Иногда кажется, что жизнь — это чужая одежда. Надел — и вроде сидит хорошо, скроена добротно, даже смотрится красиво. Но где-то под мышкой давит, воротник трёт шею, а ткань пахнет чужими духами. Я носила такую одежду тринадцать лет. Её звали Замужество. Материал — Стабильность. Фасон — Приличия.
Мой дом был аквариумом с идеально отфильтрованной водой, где я плавала по кругу, ударяясь носом о прозрачные стены. Снаружи все ахали: какая чистота, какая красота! А я внутри медленно задыхалась. Мой муж был смотрителем этого аквариума. Он следил, чтобы стекло было чистым, корм подавался вовремя, а я не делала резких движений.
А потом в воду просочился яд. Старый, выдержанный, с терпким вкусом прошлого. Он не убивал сразу. Он медленно оживлял. Он будил спящие клетки, заставляя вспомнить, что когда-то это тело умело не просто плавать по кругу, а нырять на глубину, где темно, холодно и опасно. Где можно захлебнуться. Но и можно — почувствовать.
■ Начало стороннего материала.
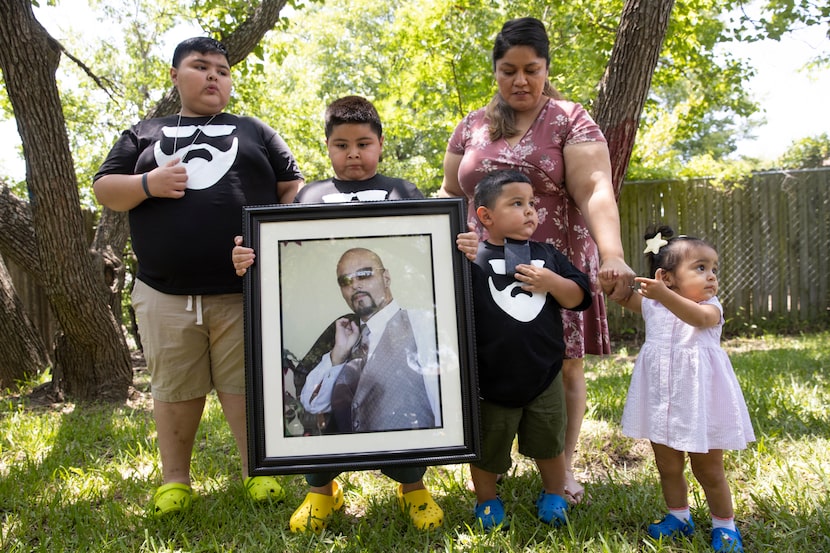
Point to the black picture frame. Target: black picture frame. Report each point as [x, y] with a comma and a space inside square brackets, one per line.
[292, 297]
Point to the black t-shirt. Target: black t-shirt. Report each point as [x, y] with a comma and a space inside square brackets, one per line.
[377, 188]
[518, 334]
[183, 246]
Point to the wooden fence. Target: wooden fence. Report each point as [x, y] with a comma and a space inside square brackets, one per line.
[772, 235]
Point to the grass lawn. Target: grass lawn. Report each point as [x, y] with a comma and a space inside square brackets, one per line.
[80, 477]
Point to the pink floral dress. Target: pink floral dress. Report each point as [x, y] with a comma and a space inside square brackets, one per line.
[539, 154]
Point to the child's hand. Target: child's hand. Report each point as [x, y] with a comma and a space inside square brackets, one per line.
[535, 279]
[241, 256]
[607, 278]
[653, 288]
[467, 242]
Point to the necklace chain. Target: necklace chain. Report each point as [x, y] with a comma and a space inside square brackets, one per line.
[179, 122]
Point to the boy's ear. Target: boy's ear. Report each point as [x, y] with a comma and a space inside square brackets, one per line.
[484, 215]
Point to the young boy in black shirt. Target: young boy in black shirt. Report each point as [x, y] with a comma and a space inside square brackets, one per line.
[354, 139]
[519, 287]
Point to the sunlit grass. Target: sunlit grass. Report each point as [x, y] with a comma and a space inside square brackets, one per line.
[80, 478]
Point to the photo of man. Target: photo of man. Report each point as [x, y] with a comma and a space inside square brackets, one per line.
[375, 368]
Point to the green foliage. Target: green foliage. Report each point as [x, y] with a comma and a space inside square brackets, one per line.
[81, 477]
[807, 153]
[425, 64]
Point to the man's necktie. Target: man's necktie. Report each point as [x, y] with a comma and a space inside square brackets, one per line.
[344, 388]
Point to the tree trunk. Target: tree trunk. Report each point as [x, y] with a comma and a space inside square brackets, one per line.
[92, 361]
[624, 87]
[23, 353]
[45, 235]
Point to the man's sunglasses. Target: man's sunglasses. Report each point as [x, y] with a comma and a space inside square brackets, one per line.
[361, 274]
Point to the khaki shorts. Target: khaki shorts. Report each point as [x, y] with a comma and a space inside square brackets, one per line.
[540, 426]
[192, 344]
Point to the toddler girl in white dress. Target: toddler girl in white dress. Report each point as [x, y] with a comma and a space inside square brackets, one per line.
[684, 396]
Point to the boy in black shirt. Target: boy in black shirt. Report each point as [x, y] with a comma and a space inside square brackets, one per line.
[354, 138]
[519, 286]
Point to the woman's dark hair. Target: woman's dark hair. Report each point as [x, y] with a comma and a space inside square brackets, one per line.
[669, 256]
[200, 44]
[525, 31]
[489, 188]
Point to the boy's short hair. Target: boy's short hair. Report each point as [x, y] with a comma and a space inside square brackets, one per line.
[355, 110]
[489, 188]
[200, 44]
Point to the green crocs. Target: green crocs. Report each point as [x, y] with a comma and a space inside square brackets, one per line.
[171, 498]
[264, 488]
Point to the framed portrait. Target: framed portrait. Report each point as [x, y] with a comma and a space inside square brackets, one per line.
[359, 346]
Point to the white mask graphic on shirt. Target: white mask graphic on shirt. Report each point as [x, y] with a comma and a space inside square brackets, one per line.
[521, 305]
[205, 163]
[359, 196]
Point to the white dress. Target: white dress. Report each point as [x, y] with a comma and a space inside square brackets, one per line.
[683, 391]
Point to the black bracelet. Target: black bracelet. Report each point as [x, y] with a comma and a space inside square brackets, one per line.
[144, 185]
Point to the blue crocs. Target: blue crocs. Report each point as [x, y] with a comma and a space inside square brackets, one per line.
[725, 540]
[671, 527]
[552, 509]
[490, 514]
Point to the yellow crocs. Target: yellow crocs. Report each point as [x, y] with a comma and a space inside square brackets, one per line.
[171, 498]
[316, 510]
[423, 510]
[264, 488]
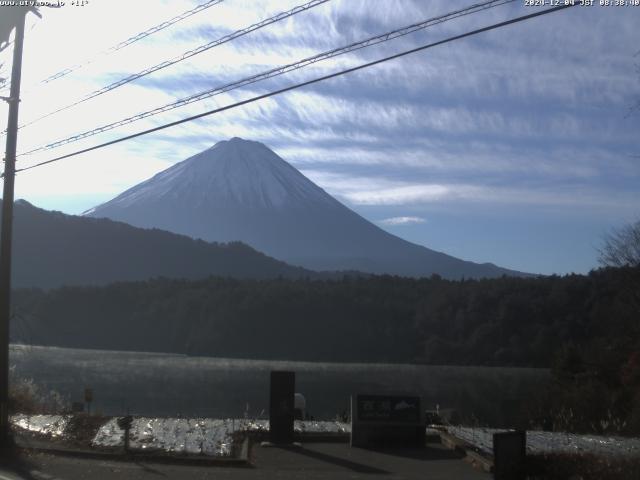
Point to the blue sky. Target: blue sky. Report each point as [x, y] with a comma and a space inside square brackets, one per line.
[515, 147]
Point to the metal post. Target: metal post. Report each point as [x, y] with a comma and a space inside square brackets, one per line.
[5, 237]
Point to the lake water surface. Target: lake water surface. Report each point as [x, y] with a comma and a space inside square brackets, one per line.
[157, 384]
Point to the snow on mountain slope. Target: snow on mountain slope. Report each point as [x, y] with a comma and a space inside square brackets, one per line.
[241, 190]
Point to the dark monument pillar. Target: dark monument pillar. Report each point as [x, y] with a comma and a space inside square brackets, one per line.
[509, 455]
[281, 407]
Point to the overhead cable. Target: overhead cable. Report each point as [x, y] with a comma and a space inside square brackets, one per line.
[274, 72]
[303, 84]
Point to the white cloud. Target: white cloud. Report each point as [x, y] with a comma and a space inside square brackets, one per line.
[394, 221]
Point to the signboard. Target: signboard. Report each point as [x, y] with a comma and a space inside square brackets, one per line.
[387, 420]
[385, 408]
[281, 407]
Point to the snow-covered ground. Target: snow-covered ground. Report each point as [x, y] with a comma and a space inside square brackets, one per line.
[204, 436]
[52, 425]
[557, 442]
[193, 436]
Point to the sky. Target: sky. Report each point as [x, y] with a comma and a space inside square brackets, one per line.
[517, 146]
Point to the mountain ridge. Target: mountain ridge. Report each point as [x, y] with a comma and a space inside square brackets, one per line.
[241, 190]
[52, 249]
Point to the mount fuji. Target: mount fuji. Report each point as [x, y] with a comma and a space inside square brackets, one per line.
[242, 190]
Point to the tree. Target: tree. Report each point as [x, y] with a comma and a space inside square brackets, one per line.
[622, 247]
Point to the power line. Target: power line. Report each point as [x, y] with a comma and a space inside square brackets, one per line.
[133, 39]
[303, 84]
[276, 72]
[227, 38]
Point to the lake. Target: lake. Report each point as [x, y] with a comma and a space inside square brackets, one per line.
[156, 384]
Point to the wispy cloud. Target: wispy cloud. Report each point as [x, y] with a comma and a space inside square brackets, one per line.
[394, 221]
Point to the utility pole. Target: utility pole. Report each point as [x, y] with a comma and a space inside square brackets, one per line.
[5, 236]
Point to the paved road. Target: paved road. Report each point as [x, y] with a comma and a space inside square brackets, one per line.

Мы с ним были сломаны одним и тем же молотом — жизнью. Наши трещины идеально совпадали. Его боль находила во мне отклик, как нота, взятая на расстроенном инструменте. Мы не говорили об этом вслух. Мы узнавали это в прикосновениях, которые были грубее ласки, во взглядах, которые были прямее слов.
Мы были знакомы давно. До аквариума. До смотрителя. Тогда мир пах не стерильной чистотой, а пылью и дождём. И в том, другом мире, я помнила вкус иного воздуха. Он был горьким. И оттого — настоящим.
Теперь этот вкус вернулся. Сладкий и тяжёлый, как мёд на кончике языка. Он обжигал. Он сулил боль. Но он был единственной правдой в моей вымытой, вычищенной, продезинфицированной жизни.
И я сделала глоток. Зная, что это яд. Зная, что после сладости наступит тяжёлое, удушающее похмелье. Но кого волнует завтра, когда сегодня — ты наконец-то чувствуешь, что жив.